The one item that demonstrated statistically significant between-group differences before and after the IPE experience described in the present study warrants further discussion in relation to the studies just described. This item asked whether MS and PS should be involved in teamwork during their education (Item 10). Mean scores for PS were significantly higher than for MS. The margin of difference remained stable from pre- to post-test, with PS rating this item much higher than MS. This finding is similar to those described from studies utilizing the various versions of the ATHCT instrument. It is possible that this reflects certain practice realities. For example, pharmacists are reliant on collaborations with physicians in order to impact patient care to the fullest extent. It is also possible that physicians may view IPE negatively within the context of pharmacists’ desires to expand their scope of practice
[29, 30]. Effective interprofessional communication and a synergistic IPE/IPCP design, such as the TTUHSC preventive care clinic described herein, may mitigate this issue. Given the potential for improved health outcomes, it is certainly worth the time and effort.
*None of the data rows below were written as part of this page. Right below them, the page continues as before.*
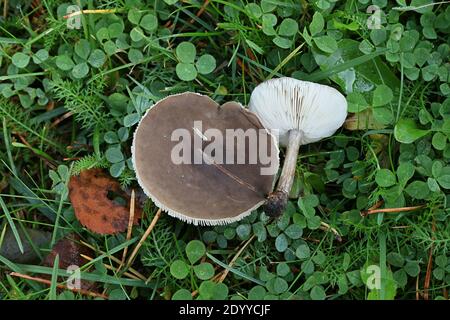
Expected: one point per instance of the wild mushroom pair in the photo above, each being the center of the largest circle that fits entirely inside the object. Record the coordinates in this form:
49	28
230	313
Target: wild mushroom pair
208	164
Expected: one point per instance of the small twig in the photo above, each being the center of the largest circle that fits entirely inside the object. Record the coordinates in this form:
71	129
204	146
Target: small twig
116	260
426	285
98	11
390	210
61	286
417	288
110	267
326	227
144	236
200	12
60	119
376	205
226	271
5	8
130	228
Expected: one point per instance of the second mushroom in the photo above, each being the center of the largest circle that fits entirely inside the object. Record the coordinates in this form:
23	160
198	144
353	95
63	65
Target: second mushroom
302	112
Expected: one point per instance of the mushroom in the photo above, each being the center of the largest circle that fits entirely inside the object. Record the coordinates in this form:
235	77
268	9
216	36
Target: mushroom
303	112
177	151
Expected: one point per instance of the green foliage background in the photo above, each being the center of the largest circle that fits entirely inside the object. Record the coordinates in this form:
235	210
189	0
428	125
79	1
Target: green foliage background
71	98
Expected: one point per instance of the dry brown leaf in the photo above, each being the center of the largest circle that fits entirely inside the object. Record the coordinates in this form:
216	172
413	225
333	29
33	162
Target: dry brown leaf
89	196
69	251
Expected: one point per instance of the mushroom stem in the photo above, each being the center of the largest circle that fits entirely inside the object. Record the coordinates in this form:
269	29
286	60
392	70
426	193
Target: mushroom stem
277	200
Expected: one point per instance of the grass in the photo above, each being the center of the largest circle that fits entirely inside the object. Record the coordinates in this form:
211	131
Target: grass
63	108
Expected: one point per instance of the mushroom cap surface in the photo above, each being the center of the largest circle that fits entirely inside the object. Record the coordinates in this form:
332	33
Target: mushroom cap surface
205	193
286	103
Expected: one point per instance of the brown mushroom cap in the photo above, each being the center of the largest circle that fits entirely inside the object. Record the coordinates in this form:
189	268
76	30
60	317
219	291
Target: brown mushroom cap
205	193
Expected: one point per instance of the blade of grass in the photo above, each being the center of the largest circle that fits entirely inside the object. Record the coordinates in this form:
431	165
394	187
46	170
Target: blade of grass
54	280
233	270
6	139
11	224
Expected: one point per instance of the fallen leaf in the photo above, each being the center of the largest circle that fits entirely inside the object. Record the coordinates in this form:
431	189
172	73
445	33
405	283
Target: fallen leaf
89	192
69	251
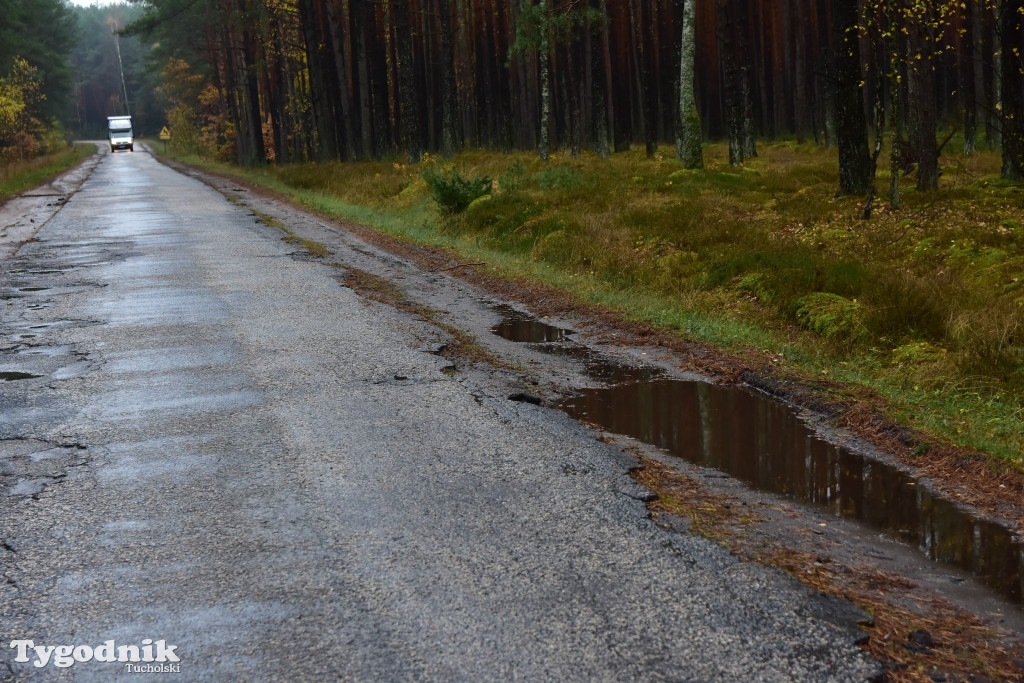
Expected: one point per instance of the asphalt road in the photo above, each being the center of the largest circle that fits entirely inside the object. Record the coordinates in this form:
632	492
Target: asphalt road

There are several limitations to this study that warrant discussion. First, the hours of operation of the IPCP clinic dictated the quantity and type of MS and PS eligible for participation. The vast majority of MS enroled were in their third year of school, while all PS enroled were in their fourth year. Curricular restrictions for each of the professional programs led to the majority of MS spending a single day in the clinic while the majority of PS were exposed to the clinic on multiple occasions. As a result, there were over twice as many MS enroled in the study, as well as differences in the number of clinic visits completed between the groups. It was encouraging, therefore, that significant positive change in response scores were observed following the IPE experience despite these curricular restrictions. Additionally, given the small sample size, multivariable analyses controlling for covariates were not conducted. Large-scale studies should be conducted to confirm the findings from this study. The unique nature of the IPE experience and the single site setting also limit the generalizability of the findings. Despite these limitations, this study provided interesting and informative assessment feedback on the effects of an IPCP clinic on students’ perceptions using repeated measurement with the SPICE instrument.